In its early stages, Figma’s architecture was a model of simplicity: a single, high-capacity Amazon RDS instance running PostgreSQL. This monolithic design was a strategic choice that allowed the engineering team to focus on product development rather than infrastructure complexity. The database housed all core entities, from user accounts and organization hierarchies to detailed data structures behind design files, such as vector networks and version histories.

This single system architecture served them well in the beginning. PostgreSQL’s maturity supported rapid iteration, and PgBouncerPgBouncer is a lightweight connection pooler for PostgreSQL. was used to manage connections efficiently. The benefits were clear: fast deployment, simple debugging, and minimal coordination overhead. This simple architecture is depicted in the diagram below.

As user adoption grew rapidly through 2020 and beyond, the operational pressure on the database mounted. Figma’s real-time collaboration model required every interaction to propagate near-instantly to other users in a session, triggering a cascade of reads, writes, and diff operations on deeply nested, shared data structures. This intense workload turned the monolithic database into a single point of contention, and the team identified four specific bottlenecks:

Write contention: The high volume of concurrent edits from thousands of designers placed the primary database under extreme write pressure, causing stability risks and impacting routine maintenance operations like autovacuum.
Query latency: As tables grew to hundreds of gigabytes, queries combining large datasets slowed down, impacting UI responsiveness.
Connection saturation: The number of active connections from backend services pushed the limits of what PgBouncer could manage effectively.
Resource exhaustion: Even on a powerful r5.12xlarge RDS instancehttps://aws.amazon.com/ec2/instance-types/r5/, CPU utilization hovered around 65 percent during peak usage, leaving little headroom for growth or traffic surges.

A monolithic database is often the right foundation for early scalability and development velocity. But it requires close monitoring of metrics like query latency, write throughput, and connection load to know when the architecture is reaching its limits. These signals provide time to implement targeted optimizations before a more fundamental rearchitecture becomes unavoidable.

It was clear that simply scaling up the instance was no longer a viable long-term strategy. The team’s decision to continue building on PostgreSQL marked a pivotal moment. The next section explores the rationale behind that commitment.
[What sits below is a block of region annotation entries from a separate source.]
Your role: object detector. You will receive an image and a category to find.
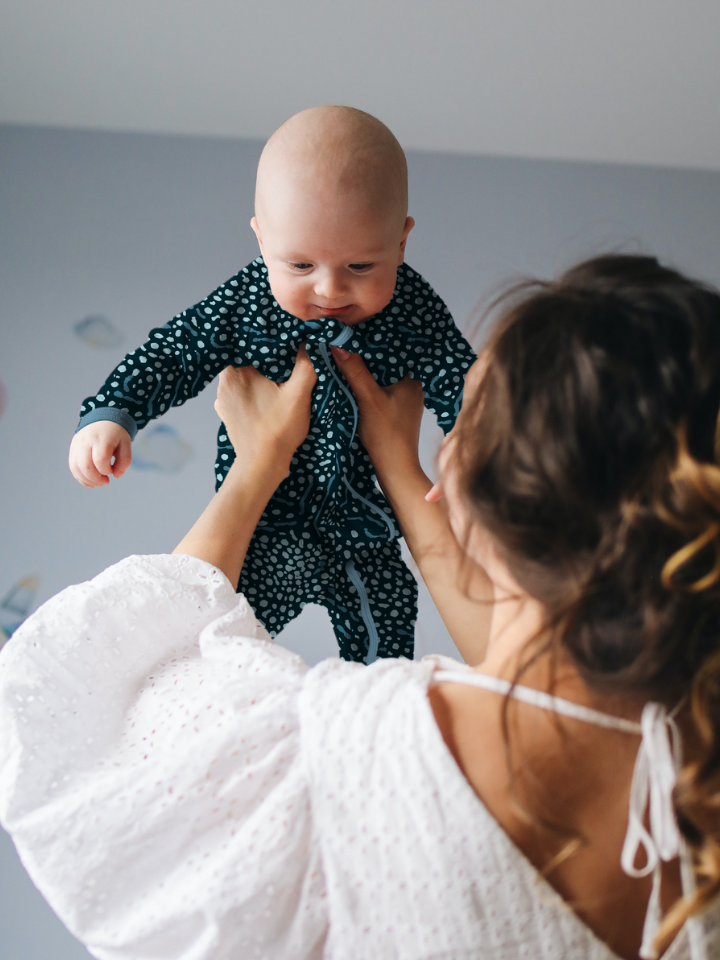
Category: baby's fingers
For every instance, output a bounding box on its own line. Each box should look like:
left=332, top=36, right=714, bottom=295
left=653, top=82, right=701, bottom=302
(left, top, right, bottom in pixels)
left=73, top=448, right=110, bottom=488
left=112, top=436, right=132, bottom=478
left=92, top=439, right=116, bottom=480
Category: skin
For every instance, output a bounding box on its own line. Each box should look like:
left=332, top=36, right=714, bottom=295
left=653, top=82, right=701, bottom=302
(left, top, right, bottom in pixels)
left=68, top=106, right=415, bottom=489
left=175, top=348, right=693, bottom=958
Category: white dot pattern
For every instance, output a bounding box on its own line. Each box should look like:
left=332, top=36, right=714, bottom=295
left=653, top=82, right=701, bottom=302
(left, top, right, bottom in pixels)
left=81, top=258, right=475, bottom=661
left=0, top=556, right=720, bottom=960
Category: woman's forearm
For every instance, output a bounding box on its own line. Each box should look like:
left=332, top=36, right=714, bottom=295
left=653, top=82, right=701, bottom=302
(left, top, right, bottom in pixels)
left=173, top=450, right=288, bottom=585
left=378, top=459, right=493, bottom=665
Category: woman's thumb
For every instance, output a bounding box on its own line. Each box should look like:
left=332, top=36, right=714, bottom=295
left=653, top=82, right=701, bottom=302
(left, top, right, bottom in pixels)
left=330, top=347, right=380, bottom=397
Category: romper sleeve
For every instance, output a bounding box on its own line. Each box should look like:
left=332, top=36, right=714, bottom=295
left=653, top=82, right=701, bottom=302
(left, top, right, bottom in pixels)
left=75, top=268, right=253, bottom=439
left=0, top=556, right=327, bottom=960
left=408, top=270, right=477, bottom=434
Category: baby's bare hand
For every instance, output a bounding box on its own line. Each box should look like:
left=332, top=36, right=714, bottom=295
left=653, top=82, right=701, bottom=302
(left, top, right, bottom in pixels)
left=215, top=346, right=317, bottom=465
left=68, top=420, right=132, bottom=489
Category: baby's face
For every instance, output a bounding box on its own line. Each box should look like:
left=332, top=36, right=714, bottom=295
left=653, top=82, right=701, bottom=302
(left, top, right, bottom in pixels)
left=251, top=189, right=414, bottom=324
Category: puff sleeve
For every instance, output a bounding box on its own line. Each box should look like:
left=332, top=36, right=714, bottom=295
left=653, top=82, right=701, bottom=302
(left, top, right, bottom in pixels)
left=0, top=556, right=327, bottom=960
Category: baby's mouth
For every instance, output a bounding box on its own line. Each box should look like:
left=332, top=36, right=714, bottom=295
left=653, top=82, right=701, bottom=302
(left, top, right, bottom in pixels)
left=314, top=303, right=352, bottom=317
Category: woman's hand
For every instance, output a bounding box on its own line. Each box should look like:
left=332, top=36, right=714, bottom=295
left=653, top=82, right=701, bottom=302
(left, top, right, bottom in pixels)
left=215, top=346, right=317, bottom=475
left=173, top=347, right=317, bottom=585
left=331, top=347, right=423, bottom=493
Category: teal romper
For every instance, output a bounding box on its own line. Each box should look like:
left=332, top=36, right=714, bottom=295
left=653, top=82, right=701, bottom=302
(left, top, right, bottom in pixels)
left=77, top=258, right=475, bottom=663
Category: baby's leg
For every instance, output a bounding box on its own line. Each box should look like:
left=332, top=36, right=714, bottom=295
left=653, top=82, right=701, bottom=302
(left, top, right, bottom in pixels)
left=238, top=527, right=335, bottom=637
left=320, top=542, right=417, bottom=663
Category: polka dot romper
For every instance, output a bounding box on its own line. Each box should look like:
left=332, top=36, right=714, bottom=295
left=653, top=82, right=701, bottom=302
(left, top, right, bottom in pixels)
left=78, top=258, right=475, bottom=663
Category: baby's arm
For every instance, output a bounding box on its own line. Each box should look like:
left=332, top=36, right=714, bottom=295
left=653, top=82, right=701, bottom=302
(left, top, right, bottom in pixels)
left=411, top=281, right=477, bottom=434
left=69, top=271, right=247, bottom=487
left=69, top=420, right=132, bottom=489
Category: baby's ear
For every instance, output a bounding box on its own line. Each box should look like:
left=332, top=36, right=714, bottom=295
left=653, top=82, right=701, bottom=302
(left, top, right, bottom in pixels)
left=398, top=217, right=415, bottom=266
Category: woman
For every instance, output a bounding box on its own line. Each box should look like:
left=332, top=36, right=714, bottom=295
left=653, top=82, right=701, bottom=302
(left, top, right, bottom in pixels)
left=0, top=257, right=720, bottom=960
The rationale for choosing and sticking with PostgreSQL#

With growing scale and increasing system pressure, many engineering teams switch to a distributed NoSQL system for easier horizontal scalability. However, Figma’s team chose to continue investing in PostgreSQL. A pragmatic evaluation of product requirements and system behavior drove this choice.

Data integrity and ACID guarantees: At the core of every Figma file is a highly structured, versioned graph of vector objects, design components, and collaborative state. Ensuring that every change is applied in order and without corruption is essential. PostgreSQL’s ACID compliance provided strong transactional guarantees under high concurrency—something most eventually consistent NoSQL systems can not match.
Relational power with flexible data modeling: Figma’s data model spans structured and semi-structured domains. User profiles, organizations, and access policies are cleanly relational, while design file content, such as layer hierarchies and shared properties, is more dynamic. PostgreSQL’s support for structured data and its ability to efficiently handle complex, nested data structures within traditional columns allow Figma to manage its diverse data model in a single system. This dual capability eliminates the need for a separate document store. The diagram below illustrates how PostgreSQL manages this unified data model.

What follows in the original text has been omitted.